The Bush political machine pulled off another propaganda coup with the announcement that the president will appoint a commission to look into the so-called "intelligence failures" before the Iraq War.
Those two words do a lot of political heavy lifting for the president; by framing the issue as a question of intelligence failures, not political propaganda, the Bush people hope to divert attention from the fact that they lied to promote the war.
When Secretary of State Colin Powell made his presentation to the United Nations on Feb. 5, 2003, he claimed that "most United States experts" believed that Iraqi purchases of aluminum tubes were for centrifuges that would do uranium isotope separation, not for artillery, as Iraq had claimed. Actually, most experts said the opposite; in particular, the anodized coating of the tubes, which Powell cited as evidence for their nuclear use, would actually have to be removed if they were to be put in centrifuges but was normal for use in artillery. Powell mentioned that Iraq had produced four tons of VX gas but neglected to mention that most of it had been destroyed under U.N. supervision, and that the rest would have degraded in the years since 1991.
On March 16, 2003, Vice President Dick Cheney said, "We believe he [Saddam] has, in fact, reconstituted nuclear weapons," a claim he has made on numerous other occasions. In fact, neither the International Atomic Energy Agency nor anyone else had ever said anything of the kind; since nuclear weapons activities give off radiation, they are very easily detected, and inspectors had been doing on-site visits for four months at the time.
Bush usually left the lying to others, but in the 2003 State of the Union address he said that Iraq had purchased uranium from "Africa," a claim based on forgeries so crude that IAEA analysts said a couple of hours on Google would have sufficed to expose them. In an earlier speech, on October 7, 2002, Bush said Iraq was planning to use its unmanned aerial vehicles to target the United States; their top range was about 400 miles.
The Bush "intelligence failures" script goes like this: We have been working hard to protect ordinary Americans from harm. Because of the information provided by the intelligence community, we went to war in Iraq to eliminate a threat to our safety. Only now -- after the war -- do we realize the threat may not have been so great. But we can't be blamed for working diligently to protect America.
The truth is that, even if Iraq had any weapons of mass destruction, the administration was well aware that it was no threat to the United States. Even Richard Perle and David Frum admit in their new book, An End to Evil, that Iraq would never attack directly nor indirectly since, given the hysteria being built up, any WMD attack by terrorists would certainly have called down retribution on Iraq.
The Iraq War wasn't the result of an intelligence failure. It was the result of a spectacular political success -- the maneuvering of a nation to war, over the objections of the world community, when no threat existed.
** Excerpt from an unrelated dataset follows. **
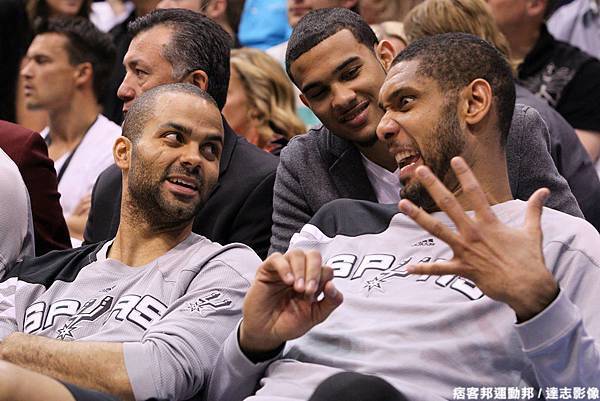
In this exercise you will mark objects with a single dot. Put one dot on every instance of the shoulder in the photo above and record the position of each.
(62, 265)
(351, 217)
Now, as the pre-war claims continue to unravel, the White House has accepted a "bipartisan commission." But if the focus remains on intelligence failures, Bush has already won the political battle, no matter what the composition of the commission. There will be admissions that mistakes were made, data was misread, and some interpretations were unsubstantiated. Bush will concede what can't be denied, but continue to claim he only had the interests of Americans in mind when he acted.
The Democrats could contest the Bush propaganda but they seem to be suffering from an intelligence failure of their own; if they continue on their usual path, they likely will offer mild criticisms and then move along out of fear of being seen as "soft on national defense." Journalists likely will write about it until it is deemed to be old news, moving along out of fear of being tagged as the "liberal media" out to destroy a God-fearing conservative president.
But the question will linger in the minds of many: Does it matter that the president and his top officials lied to manufacture the pretext for a war? In a democracy, shouldn't it matter?
Rahul Mahajan is the publisher of Empire Notes and author of Full Spectrum Dominance: U.S. Power in Iraq and Beyond. Robert Jensen is a journalism professor at the University of Texas at Austin and author of Citizens of the Empire: The Struggle to Claim Our Humanity.